Friday, 7 November 2008

Denying the present

“Time present and time past
Are both perhaps present in time future,
And time future contained in time past.
If all time is eternally present
All time is unredeemable.
What might have been is an abstraction
Remaining a perpetual possibility
Only in a world of speculation.
What might have been and what has been
Point to one end, which is always present.
Footfalls echo in the memory
Down the passage which we did not take
Towards the door we never opened
Into the rose-garden”. (…)
Excerpt from T.S. Eliot, “No. 1 of 'Four Quartets'”
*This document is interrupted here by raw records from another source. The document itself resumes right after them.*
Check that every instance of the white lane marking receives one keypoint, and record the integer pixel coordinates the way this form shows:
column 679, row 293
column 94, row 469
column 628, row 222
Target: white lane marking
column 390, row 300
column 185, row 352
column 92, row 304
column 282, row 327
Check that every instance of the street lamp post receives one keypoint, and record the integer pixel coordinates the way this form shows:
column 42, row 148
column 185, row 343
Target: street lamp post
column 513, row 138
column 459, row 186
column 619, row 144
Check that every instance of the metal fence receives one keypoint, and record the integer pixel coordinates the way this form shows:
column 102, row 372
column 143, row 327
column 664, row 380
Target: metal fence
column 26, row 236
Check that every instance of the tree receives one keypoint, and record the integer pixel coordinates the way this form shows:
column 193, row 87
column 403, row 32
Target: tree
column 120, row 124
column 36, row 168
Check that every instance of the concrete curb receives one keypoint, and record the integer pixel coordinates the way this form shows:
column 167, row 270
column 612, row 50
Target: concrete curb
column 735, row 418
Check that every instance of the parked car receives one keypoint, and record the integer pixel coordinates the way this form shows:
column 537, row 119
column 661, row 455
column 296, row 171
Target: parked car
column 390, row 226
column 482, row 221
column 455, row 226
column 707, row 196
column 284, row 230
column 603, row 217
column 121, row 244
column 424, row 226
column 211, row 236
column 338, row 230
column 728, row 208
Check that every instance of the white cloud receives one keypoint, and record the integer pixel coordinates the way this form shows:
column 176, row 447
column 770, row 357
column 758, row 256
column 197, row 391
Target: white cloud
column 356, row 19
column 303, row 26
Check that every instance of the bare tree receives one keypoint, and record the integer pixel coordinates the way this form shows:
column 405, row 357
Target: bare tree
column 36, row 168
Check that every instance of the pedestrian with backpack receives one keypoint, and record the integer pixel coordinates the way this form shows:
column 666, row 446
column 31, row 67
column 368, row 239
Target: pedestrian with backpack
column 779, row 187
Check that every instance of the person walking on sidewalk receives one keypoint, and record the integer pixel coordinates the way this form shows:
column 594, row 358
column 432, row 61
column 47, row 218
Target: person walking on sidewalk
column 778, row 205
I don’t remember exactly when I’ve read this poetry for the first time. I don’t purposely learn verses by heart, since I finished the primary school. But in this case, everything fit automatically into my mind. It sounds so natural, in a way: in fact, both present and past are reorganized and projected permanently into an unknown future, only to diminish this uncertainty. We are present, physically, but in fact we are almost all the time absent. Sometimes, I think we are fully enjoying the present while sleeping, because only then we are out of the normative time. We wake up thinking what we’ll have to do; we finish our day thinking what we’ve done. We start our lives as a plan – of the others, mainly our family; when we grow up we are able ourselves to manage our escape from the present. I haven’t yet fully evaluated the percentage, but mostly we spend our lives in an antechamber: waiting to grow up, to have our “future”, to accomplish our “dreams”, to have a family, to help our children to be themselves, to dye. Some are desperately hoping/believing in an after-life, but as the continuation of the same mechanical waiting lines.